Au regard des chiffres que vous m’apportez, qu’on ne peut d’ailleurs soupçonner d’être manipulés à des fins idéologiques, nous ne pouvons que déplorer une généralisation de la violence, et même de l’ultraviolence.
Cette violence peut probablement s’expliquer par une surexposition d’une certaine jeunesse aux écrans et plus précisément à des contenus violents. Nous vivons désormais dans l’époque « orange numérique ».
Les réseaux sociaux sont-ils une cause ou un accélérateur de ce fléau ?
Sans être trop déterministe ou manichéen, on peut quand même dire qu’il y a une accoutumance à des contenus ultra-violents. Je pense en particulier à des vidéos montrant de la violence physique, sexuelle, etc. Ce à quoi les générations précédentes n’avaient manifestement pas accès.
L’exposition continue à des contenus ultra-violents peut accélérer la possibilité de passage à l’acte.
La recherche du buzz nourrit-elle également cette violence ?
Oui, tout à fait. La recherche du buzz et des challenges. Par ailleurs, en tant qu’anthropologue, je constate qu’aujourd’hui, dans certaines communautés de socialisation, l’exposition des plus jeunes à la violence relève d’un rite de passage, un passage vers une forme de virilité.
Autrefois, les parents empêchaient leurs enfants de regarder ces contenus dits « inappropriés ». Ce n’est plus le cas désormais.
Faut-il, pour vous, davantage réguler les réseaux sociaux ?

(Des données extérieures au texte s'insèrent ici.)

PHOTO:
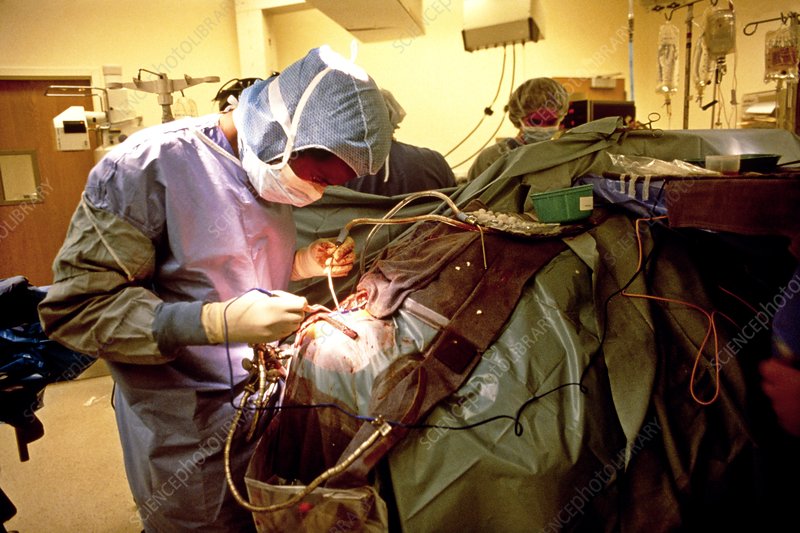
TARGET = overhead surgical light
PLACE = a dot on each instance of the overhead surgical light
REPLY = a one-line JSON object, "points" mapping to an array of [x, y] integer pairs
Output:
{"points": [[492, 23]]}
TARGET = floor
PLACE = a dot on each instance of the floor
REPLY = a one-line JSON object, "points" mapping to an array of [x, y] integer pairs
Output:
{"points": [[74, 479]]}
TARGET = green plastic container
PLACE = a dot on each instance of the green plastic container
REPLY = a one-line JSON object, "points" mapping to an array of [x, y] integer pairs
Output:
{"points": [[564, 205]]}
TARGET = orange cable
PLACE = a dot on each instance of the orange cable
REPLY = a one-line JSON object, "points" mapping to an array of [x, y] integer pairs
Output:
{"points": [[712, 327]]}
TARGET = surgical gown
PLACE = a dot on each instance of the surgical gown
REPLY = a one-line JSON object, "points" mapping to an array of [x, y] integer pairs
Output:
{"points": [[168, 221]]}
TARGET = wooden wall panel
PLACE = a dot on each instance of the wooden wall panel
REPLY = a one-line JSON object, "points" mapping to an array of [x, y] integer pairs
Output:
{"points": [[32, 233]]}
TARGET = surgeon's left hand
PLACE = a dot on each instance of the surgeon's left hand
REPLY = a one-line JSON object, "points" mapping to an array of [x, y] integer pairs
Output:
{"points": [[312, 260]]}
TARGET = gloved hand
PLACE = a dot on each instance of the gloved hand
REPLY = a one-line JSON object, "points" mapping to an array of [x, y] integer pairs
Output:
{"points": [[253, 317], [311, 260]]}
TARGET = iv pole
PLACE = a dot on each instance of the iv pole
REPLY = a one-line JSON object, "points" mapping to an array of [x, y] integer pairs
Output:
{"points": [[789, 114], [687, 81]]}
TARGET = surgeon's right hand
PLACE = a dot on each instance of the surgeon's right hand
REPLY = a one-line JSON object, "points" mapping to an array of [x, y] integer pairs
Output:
{"points": [[253, 317]]}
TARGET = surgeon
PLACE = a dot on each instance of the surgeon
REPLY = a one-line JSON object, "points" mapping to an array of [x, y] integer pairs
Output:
{"points": [[176, 258], [536, 108], [410, 168]]}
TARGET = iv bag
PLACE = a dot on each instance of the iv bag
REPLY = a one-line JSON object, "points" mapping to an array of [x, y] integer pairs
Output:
{"points": [[720, 33], [668, 36], [781, 53]]}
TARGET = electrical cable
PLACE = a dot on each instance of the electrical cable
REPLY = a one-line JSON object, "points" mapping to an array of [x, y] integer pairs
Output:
{"points": [[487, 111], [711, 331], [502, 119]]}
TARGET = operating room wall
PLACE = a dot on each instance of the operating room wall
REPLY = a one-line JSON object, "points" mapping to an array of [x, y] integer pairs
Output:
{"points": [[177, 37], [445, 89]]}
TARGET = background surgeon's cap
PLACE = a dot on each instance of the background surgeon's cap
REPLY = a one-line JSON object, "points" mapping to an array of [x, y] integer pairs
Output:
{"points": [[396, 111], [344, 113], [541, 98]]}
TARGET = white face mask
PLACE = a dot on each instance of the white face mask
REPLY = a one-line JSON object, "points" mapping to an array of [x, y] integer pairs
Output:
{"points": [[532, 134], [278, 183]]}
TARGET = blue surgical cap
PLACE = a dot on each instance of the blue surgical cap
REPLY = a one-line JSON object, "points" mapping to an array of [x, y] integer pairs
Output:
{"points": [[342, 111]]}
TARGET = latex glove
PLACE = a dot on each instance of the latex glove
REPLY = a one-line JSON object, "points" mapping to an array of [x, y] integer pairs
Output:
{"points": [[253, 317], [781, 384], [311, 260]]}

Les interdire non, mais les réguler oui. L’État a probablement un rôle à jouer dans cette affaire. Mais les parents surtout !
Aujourd’hui, par facilité, beaucoup de parents offrent à leurs enfants des smartphones ou des tablettes et les laissent regarder pendant des heures des photos ou des vidéos, pour la plupart à caractère violent…
La solution pour combattre efficacement la violence passe donc aussi par l’école et les parents ?
Oui, mais la solution n’est pas simple parce que le débat lui-même est complexe.
Emmanuel Macron a récemment répété sa volonté d’interdire l’accès aux réseaux sociaux aux jeunes de moins de 15 ans. Pourquoi pas, si cela peut empêcher l’accès à certains contenus. Mais il ne faudrait pas non plus que les écrans de manière générale soient interdits.
En tant que père d’une adolescente, j’estime qu’elle doit avoir un smartphone pour que je puisse la contacter en cas d’urgence, par exemple. Le débat aurait donc tout à gagner à être rendu plus limpide.
Les opinions exprimées dans cet article sont celles de l’auteur et ne reflètent pas nécessairement celles d’Epoch Times.